No, Mr. President, Washington Doesn’t Want to Fight (Yet)

Ricardo Valencia


President Bukele has made a concerted effort recently to distance himself from the United States in response to Washington’s firm opposition to his firings of the Constitutional Court judges and the Attorney General. In retaliation, he has overtly courted China, who has promised not to interfere in the country’s internal affairs, and has also offered financial aid with “no political quid pro quo.” These overtures have not gone unnoticed, but Washington doesn’t intend to start a fight with the Salvadoran president, at least for now.

If the rift with the United States deepens, as Bukele seemed to imply in his state of the nation speech on June 1, I don’t think he will want to side with China if Washington accuses him of promoting Beijing’s agenda. As a former U.S. diplomat once told me, “When Washington wants to fight, it fights.” This means that when Washington sees you as a geopolitical problem, the United States can choose from a wide range of responses, some more diplomatic than others.

The White House has positioned international corruption as the centerpiece of its national security policy. This provides the Biden administration with more tools for sanctioning corrupt foreign officials and legislators. So far, Washington does not view Bukele as an enemy. In fact, Jean Manes was recently appointed interim ambassador to El Salvador. Manes is an experienced diplomat who Bukele once called a friend. But this president’s ambition is boundless, and can quickly stir up a tempest in a teacup.

Bukele’s anti-U.S. rhetoric has escalated to accusations of interventionism. The president’s intemperance, however, has nothing to do with national sovereignty. Rather, he is lashing out at the international community for exposing his persistent assault on the Salvadoran Constitution. His flirtations with China are a childish rejection of criticism that has precipitated the withdrawal of U.S. aid to the police force and the Attorney General’s office. Moreover, the president’s paranoia may turn a disagreement with Washington into an outright geopolitical confrontation. 

The Bukele administration only plays the “national sovereignty” card when it is criticized for violations of the constitution, illegal elections of public officials, and restrictions on freedom of the press. The tone of the Salvadoran government was different and mostly complacent during the Trump administration, with its authoritarian leanings.

Bukele had no problem sacrificing national sovereignty when establishing agreements that clearly endangered the rights of people who need international protection. Nor did he defend his country’s image and citizens from the former U.S. president’s attacks, or when he called our country a “shithole,” or when he tried to eliminate Temporary Protected Status (TPS) for 200,000 Salvadorans in the United States. Instead of protecting its citizens living in the United States, the government of El Salvador consented to the future deportation of Salvadorans with TPS status.

While the Salvadoran government voices its indignation with Washington, Bukele pays powerful lobbyists who have unsuccessfully tried to change the Biden administration’s perception of the country.

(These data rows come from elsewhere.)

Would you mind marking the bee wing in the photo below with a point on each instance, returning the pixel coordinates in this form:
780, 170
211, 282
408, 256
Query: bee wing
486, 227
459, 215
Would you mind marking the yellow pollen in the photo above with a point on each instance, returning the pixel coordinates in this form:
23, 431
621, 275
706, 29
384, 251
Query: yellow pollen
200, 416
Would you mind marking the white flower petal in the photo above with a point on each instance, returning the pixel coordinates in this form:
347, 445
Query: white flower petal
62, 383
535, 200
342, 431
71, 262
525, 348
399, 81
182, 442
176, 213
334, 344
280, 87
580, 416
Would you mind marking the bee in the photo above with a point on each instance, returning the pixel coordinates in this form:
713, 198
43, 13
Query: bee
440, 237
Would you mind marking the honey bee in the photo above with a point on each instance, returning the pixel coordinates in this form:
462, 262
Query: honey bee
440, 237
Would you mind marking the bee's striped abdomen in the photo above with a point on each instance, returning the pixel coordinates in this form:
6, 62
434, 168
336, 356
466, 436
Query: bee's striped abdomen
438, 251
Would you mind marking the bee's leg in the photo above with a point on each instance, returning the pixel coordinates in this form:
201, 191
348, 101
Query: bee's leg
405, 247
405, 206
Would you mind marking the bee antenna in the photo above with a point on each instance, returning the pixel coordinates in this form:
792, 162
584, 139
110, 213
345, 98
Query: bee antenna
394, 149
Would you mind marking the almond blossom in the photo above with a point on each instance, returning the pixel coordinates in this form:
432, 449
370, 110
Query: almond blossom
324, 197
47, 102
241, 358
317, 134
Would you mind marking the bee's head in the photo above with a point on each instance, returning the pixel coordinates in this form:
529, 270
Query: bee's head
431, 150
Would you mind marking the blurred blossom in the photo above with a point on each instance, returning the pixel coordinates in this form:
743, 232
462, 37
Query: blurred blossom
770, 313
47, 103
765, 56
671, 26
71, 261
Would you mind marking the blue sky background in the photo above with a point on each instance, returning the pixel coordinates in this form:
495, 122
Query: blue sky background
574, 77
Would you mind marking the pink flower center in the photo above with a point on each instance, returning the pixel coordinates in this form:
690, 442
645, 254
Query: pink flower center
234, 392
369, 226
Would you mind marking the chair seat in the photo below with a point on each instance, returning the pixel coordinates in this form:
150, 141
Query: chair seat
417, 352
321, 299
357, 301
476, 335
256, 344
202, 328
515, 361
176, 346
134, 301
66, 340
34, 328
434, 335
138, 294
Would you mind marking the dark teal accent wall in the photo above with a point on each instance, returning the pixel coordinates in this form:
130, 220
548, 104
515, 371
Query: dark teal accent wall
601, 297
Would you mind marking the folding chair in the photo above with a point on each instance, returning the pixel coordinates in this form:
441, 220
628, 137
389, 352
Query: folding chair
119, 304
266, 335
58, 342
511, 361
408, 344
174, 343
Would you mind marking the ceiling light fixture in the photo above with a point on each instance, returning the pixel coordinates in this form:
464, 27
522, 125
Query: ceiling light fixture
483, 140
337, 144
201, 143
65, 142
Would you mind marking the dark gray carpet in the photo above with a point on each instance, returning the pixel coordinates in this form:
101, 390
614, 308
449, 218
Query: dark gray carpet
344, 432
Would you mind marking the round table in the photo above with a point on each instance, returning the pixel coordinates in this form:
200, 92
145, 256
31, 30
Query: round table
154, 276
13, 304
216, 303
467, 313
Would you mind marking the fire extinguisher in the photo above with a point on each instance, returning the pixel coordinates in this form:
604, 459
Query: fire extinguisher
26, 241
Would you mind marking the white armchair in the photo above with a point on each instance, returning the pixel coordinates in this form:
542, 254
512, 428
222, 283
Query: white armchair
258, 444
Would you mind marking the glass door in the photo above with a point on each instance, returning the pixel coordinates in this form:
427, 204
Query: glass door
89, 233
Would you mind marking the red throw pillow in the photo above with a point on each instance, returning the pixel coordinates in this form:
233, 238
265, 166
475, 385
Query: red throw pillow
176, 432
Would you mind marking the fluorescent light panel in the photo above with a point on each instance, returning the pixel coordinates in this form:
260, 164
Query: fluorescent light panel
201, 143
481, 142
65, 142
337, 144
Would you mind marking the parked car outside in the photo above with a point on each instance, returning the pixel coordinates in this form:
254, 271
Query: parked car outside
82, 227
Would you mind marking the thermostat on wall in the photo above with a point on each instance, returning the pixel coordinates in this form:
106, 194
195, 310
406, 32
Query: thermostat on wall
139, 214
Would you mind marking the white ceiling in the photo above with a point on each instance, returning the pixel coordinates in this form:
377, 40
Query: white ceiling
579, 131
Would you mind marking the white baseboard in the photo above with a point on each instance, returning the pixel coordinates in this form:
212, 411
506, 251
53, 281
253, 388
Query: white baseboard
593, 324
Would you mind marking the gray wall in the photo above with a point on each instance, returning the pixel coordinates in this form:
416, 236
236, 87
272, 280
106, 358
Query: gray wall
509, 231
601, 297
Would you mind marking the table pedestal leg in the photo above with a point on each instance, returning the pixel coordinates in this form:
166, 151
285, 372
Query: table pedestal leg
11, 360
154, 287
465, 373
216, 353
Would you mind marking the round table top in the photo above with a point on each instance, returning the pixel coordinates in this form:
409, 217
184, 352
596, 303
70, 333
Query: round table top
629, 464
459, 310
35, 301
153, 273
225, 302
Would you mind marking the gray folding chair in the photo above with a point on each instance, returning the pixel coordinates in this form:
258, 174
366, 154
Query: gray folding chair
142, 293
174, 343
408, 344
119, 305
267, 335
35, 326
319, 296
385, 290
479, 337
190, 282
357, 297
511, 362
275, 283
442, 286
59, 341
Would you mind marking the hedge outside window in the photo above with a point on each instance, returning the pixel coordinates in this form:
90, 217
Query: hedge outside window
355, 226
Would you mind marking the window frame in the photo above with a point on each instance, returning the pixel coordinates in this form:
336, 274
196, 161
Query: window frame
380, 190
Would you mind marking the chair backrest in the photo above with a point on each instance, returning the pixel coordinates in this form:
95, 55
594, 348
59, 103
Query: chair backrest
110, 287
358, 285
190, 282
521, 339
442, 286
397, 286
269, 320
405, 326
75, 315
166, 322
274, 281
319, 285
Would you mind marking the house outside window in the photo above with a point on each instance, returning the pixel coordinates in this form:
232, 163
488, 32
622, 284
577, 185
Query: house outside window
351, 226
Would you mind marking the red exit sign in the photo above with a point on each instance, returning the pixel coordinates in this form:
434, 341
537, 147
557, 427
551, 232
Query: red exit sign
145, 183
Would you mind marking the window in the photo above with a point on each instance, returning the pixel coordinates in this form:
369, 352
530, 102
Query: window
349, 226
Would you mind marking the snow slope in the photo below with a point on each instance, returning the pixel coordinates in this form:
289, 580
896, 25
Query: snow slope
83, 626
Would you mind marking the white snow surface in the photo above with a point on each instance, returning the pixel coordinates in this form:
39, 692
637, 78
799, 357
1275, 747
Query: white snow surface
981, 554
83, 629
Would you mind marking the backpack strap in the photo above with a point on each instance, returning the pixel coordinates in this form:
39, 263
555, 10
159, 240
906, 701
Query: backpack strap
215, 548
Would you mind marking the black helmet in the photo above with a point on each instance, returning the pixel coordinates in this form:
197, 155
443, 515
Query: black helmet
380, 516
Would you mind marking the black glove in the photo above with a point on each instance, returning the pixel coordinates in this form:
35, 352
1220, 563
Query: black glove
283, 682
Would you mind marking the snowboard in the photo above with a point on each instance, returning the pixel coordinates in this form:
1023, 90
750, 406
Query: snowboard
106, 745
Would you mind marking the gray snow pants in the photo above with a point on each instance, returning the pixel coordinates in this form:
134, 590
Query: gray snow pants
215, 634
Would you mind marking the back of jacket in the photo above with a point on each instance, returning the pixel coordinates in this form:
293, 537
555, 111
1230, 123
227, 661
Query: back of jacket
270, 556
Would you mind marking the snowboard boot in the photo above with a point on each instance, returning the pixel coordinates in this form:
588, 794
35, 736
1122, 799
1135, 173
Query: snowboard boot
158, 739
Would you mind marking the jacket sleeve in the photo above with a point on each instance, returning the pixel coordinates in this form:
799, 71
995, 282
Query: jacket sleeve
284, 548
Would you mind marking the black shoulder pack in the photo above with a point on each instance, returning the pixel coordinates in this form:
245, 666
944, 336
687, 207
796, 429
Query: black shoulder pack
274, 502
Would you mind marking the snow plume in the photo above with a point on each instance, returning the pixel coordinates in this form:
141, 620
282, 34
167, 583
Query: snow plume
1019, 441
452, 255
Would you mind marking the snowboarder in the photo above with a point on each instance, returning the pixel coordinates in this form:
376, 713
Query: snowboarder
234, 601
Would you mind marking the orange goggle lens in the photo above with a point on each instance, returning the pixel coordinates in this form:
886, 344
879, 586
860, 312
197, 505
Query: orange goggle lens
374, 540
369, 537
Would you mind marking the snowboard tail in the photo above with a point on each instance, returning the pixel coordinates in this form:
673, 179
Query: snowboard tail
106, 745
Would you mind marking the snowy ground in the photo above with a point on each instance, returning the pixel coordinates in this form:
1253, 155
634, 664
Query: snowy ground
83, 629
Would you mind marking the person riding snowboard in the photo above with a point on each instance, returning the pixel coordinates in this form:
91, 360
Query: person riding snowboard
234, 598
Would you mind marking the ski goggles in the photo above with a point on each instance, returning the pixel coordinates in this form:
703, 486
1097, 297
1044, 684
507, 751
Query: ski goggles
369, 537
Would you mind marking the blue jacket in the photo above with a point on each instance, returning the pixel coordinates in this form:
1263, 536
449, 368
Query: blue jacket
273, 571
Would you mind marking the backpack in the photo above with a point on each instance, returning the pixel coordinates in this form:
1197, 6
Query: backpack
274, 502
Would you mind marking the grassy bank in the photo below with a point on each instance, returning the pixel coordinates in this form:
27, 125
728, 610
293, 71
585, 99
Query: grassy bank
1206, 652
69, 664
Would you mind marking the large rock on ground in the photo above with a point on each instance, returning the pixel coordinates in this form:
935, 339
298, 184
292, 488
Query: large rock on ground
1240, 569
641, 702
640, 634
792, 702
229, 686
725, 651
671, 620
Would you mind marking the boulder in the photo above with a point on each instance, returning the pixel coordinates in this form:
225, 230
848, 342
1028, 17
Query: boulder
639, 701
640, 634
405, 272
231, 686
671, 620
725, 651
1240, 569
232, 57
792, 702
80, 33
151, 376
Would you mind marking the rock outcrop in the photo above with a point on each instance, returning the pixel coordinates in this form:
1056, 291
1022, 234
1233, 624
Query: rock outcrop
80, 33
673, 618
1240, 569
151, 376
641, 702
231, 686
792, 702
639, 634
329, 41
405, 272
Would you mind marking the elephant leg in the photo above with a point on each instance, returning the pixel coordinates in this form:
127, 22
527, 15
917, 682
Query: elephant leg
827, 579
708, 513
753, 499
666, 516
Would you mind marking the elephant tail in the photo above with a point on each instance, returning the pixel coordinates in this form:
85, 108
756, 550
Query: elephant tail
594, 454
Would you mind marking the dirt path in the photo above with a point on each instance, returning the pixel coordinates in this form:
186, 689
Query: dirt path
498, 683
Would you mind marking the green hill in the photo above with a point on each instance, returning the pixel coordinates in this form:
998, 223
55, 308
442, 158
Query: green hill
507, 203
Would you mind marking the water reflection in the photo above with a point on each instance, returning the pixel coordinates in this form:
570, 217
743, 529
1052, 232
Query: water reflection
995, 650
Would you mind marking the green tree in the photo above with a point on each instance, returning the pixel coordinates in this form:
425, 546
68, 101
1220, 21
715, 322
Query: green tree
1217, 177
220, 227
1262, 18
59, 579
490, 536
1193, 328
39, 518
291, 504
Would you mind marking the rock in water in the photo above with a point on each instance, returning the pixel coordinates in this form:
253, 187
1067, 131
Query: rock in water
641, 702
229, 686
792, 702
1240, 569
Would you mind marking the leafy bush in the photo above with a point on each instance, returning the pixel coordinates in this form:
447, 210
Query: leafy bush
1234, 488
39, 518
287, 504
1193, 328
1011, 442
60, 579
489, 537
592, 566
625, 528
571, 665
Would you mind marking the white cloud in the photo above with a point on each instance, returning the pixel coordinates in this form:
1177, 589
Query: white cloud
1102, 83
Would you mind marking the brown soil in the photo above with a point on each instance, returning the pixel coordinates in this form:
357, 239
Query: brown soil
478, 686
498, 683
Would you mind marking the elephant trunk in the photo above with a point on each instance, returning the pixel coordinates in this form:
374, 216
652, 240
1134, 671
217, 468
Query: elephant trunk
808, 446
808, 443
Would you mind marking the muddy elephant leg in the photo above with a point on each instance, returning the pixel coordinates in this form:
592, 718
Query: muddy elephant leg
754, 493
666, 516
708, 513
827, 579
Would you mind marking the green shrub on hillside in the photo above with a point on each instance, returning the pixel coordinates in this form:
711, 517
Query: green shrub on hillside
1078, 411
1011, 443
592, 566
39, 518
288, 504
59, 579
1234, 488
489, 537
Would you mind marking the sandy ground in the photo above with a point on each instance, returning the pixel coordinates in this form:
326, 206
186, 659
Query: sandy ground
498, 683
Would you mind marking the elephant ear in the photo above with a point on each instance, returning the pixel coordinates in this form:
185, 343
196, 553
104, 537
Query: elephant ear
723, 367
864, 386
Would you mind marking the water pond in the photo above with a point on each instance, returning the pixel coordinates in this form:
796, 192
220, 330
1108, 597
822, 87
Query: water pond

One of these lobbyists is Thomas Shannon, a former Undersecretary of State, who calls Bukele the “most successful” president in Central America. Shannon seems to be San Salvador’s de facto ambassador to the United States, while Bukele’s actual ambassador, Milena Mayorga, appears to have very little dialogue with the Washington establishment.

To be clear, neither the U.S. Congress nor the White House has plans to get Bukele and his loyalists in the Legislative Assembly removed from office. A source in a Democratic congressional office told me that no one in Washington is seeking “regime change” in El Salvador. Even the most critical statements, such as the one issued by Senator Patrick Leahy, do not mention military intervention or anything of the kind. In fact, a bipartisan resolution of the House Foreign Affairs Committee issued on May 17, 2021, applauds Salvadoran citizens for their participation in the recent municipal and legislative elections.

Given the history of U.S. intervention in Latin America (Chile, Nicaragua, Panama, Dominican Republic, Honduras, El Salvador in the 1980’s, etc.), it’s natural to have doubts about Washington’s intentions. However, any intervention in El Salvador at this time would be unpopular and counterproductive for the United States because the Biden administration believes that more political instability in the region would increase the flow of Salvadoran migrants. 

I have always found it odd that the Salvadoran left, especially those that grew up in the  1980-1992 FMLN guerilla movement, consider the U.S. Congress’s responses to Bukele to be overstated. A quick review of recent history clearly shows that the FMLN guerrillas always viewed the U.S. Congress as a counterweight to President Ronald Reagan’s policies. It took Reagan four years to achieve his plan for Central America after intense negotiations with a Democratic-majority Congress. Some Democrats always advocated for conditioning, controlling or eliminating military aid to El Salvador during the civil war, and some of them are still in Congress, such as Senator Leahy, Representative James McGovern (who was working as a congressional aide in the 1980s), and Senate Majority Leader Chuck Schumer (who was a member of the House of Representatives in the 1980s).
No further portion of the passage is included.